When he arrived in Laramie from Germany, the 6-foot-3, 239-pound athlete was already a physical specimen. He could run with the defensive backs and lift with the defensive linemen.

He was tall, strong, fast and willing. He had all the tools, but none of the mental polish.

At the top collegiate level, Nzeocha had to adjust to a game that was far more advanced than anything he had experienced in Germany. He was confronted with schemes, shifts, checks and audibles.

For a while, he was lost, buried under a sea of technicalities.

"If he ever figures it all out," folks said, "watch out."

Are you watching?

In his senior season, Nzeocha -- once a safety, now a strongside linebacker -- is a staple of the Cowboys' defense, having successfully absorbed another change in scheme, this time back to the 4-3.

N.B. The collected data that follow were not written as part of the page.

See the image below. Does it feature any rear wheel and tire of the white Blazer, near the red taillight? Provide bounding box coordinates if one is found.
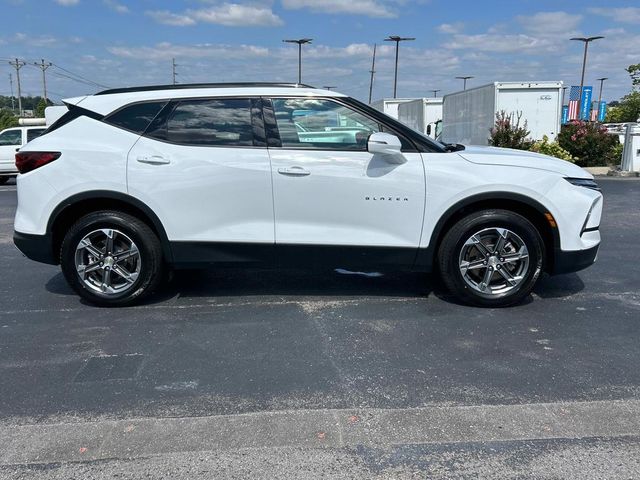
[60,211,164,307]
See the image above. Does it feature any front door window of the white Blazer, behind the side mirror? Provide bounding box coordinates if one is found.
[273,98,381,151]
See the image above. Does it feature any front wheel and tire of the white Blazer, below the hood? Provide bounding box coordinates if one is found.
[438,209,545,307]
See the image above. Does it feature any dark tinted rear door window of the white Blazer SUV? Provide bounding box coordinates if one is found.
[151,98,254,147]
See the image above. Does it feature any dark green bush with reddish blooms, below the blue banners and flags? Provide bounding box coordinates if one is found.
[558,120,620,167]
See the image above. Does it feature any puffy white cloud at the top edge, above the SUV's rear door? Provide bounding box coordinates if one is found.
[146,3,284,27]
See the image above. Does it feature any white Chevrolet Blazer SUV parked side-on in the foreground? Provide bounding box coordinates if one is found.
[14,84,602,306]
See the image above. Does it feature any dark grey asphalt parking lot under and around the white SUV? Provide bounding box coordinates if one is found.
[0,178,640,479]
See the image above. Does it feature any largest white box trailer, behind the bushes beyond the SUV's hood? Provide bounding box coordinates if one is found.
[441,82,562,145]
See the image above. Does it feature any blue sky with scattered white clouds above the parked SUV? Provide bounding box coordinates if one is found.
[0,0,640,101]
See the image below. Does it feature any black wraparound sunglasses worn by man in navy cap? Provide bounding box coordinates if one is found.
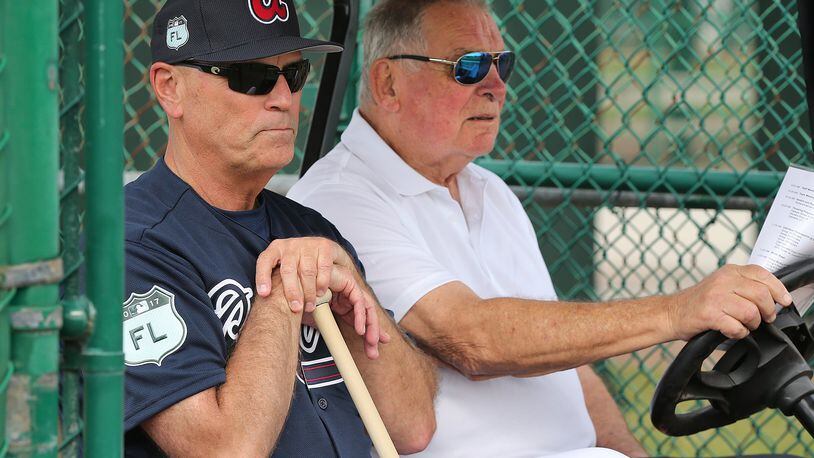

Nzeocha's versatility knows no bounds. Through six games, he leads Wyoming in tackles (55), sacks (2), pass breakups (5) and forced fumbles (2). In the 38-28 loss at Hawaii on Saturday, he accumulated 13 tackles with a sack, a tackle for loss, a forced fumble and a fumble recovery.

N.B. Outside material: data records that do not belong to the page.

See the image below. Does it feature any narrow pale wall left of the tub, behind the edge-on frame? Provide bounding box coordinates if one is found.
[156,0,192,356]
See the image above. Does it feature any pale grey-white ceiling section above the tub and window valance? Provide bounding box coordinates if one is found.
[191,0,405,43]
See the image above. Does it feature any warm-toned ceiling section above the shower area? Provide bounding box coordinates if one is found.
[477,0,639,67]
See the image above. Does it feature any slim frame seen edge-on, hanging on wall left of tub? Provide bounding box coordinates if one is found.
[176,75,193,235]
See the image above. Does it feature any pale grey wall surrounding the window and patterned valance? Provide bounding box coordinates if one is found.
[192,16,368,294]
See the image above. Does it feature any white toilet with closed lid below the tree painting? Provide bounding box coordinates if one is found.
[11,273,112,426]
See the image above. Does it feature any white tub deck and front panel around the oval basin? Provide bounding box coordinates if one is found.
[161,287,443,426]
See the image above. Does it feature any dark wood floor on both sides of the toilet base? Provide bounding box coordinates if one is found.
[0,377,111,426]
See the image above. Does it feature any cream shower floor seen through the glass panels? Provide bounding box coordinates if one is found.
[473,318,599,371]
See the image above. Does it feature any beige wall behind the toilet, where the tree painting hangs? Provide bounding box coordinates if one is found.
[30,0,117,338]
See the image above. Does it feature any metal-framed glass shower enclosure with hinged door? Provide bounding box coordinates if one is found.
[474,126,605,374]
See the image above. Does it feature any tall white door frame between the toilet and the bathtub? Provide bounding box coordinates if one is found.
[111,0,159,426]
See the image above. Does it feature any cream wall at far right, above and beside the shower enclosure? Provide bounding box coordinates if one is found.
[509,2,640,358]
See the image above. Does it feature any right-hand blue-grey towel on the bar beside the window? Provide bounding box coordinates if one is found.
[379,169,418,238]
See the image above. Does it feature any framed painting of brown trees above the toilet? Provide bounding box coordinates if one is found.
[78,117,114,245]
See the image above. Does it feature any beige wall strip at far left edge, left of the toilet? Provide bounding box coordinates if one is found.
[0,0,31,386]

Basically, he was everywhere, doing everything, all at once.

And his teammates took notice.

"He's been there throughout the season. And when we need something, he comes up with it," junior defensive end Eddie Yarbrough said. "All praise to Mark. He's amazing."

Nzeocha's sudden versatility doesn't end on the stat sheet. The senior also serves as a jack of all trades for the Cowboys, playing the strongside linebacker position in base sets and shifting over to the middle linebacker spot in nickel packages.

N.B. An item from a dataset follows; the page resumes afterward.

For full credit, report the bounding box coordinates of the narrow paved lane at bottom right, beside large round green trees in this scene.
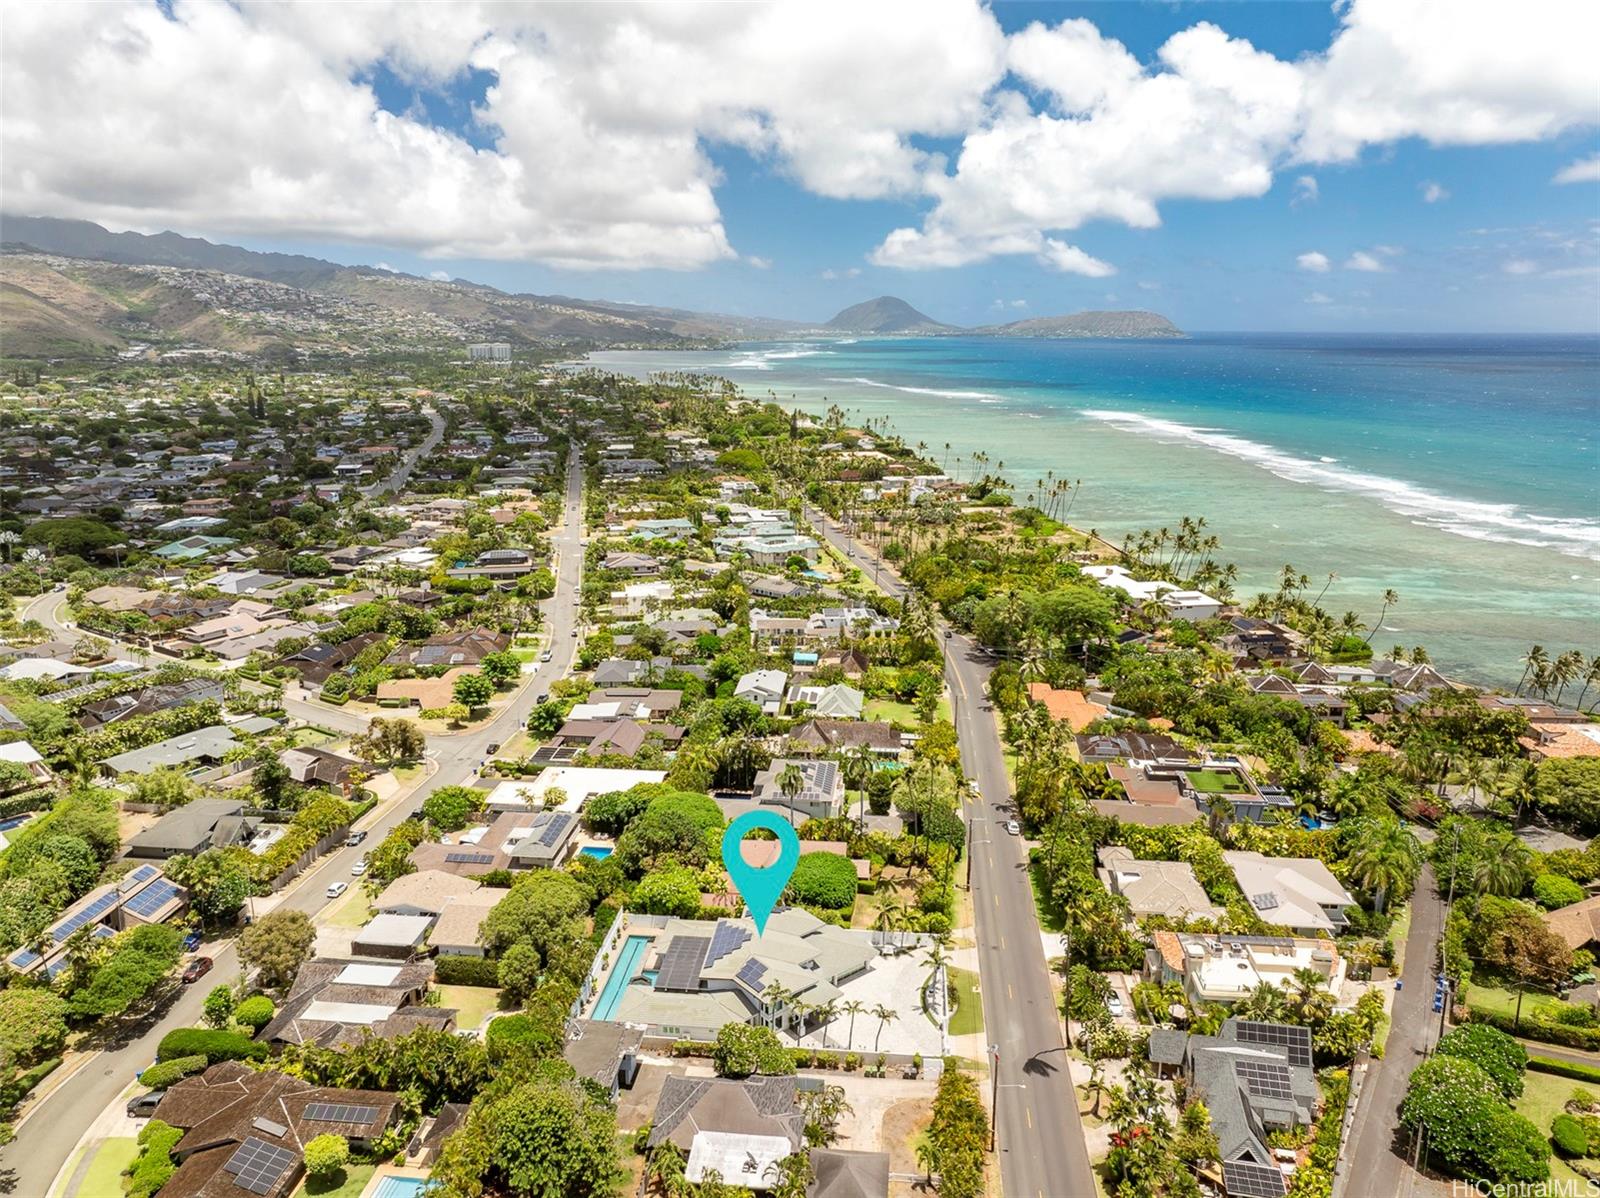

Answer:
[1338,865,1445,1198]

When the defense leaves the field, Nzeocha stays on it. He covers kickoffs and punts. He's on the field goal coverage team as well.

Whereas Nzeocha once struggled to comprehend the subtleties of one position, he is now making an impact at several.

"I've definitely gotten better," Nzeocha said. "I just started playing at the nickel MIKE position a couple weeks into fall camp, so it was kind of late. But I feel like the transition went really well. Every game, it's getting better. I'm really starting to get the hang of it."

And of course, that athleticism hasn't gone anywhere, either. Senior cornerback Blair Burns sat inside a Rochelle Athletics Center meeting room on Monday and told the story of a tackle he missed in the Air Force game. He dived and came up empty, missing the Falcon wide receiver.

When Burns turned his head, Nzeocha was already on him, having chased down the supposedly quicker receiver from the other side of the field.

"It's an honor playing next to a guy like that who can run the ball down, who can make plays on the ball, who can catch interceptions if he wants to," Burns said. "It's a great honor, just knowing you have that guy next to you that can make up for your mistakes."

Nzeocha, for one, isn't likely to point out his own prolific numbers, though they are certainly worthy of recognition. The senior linebacker prefers to deflect credit to his coaches and his team.

He will admit, though, that after years of moving from one position to another, from one scheme to the next, it feels good to have finally found a home.

And in his final season as a Cowboy, Nzeocha is transforming all that potential into consistently spectacular results.

"It definitely feels good to be settled at this linebacker position," Nzeocha said. "I know that's my fit. Now I can focus at making the best of that position."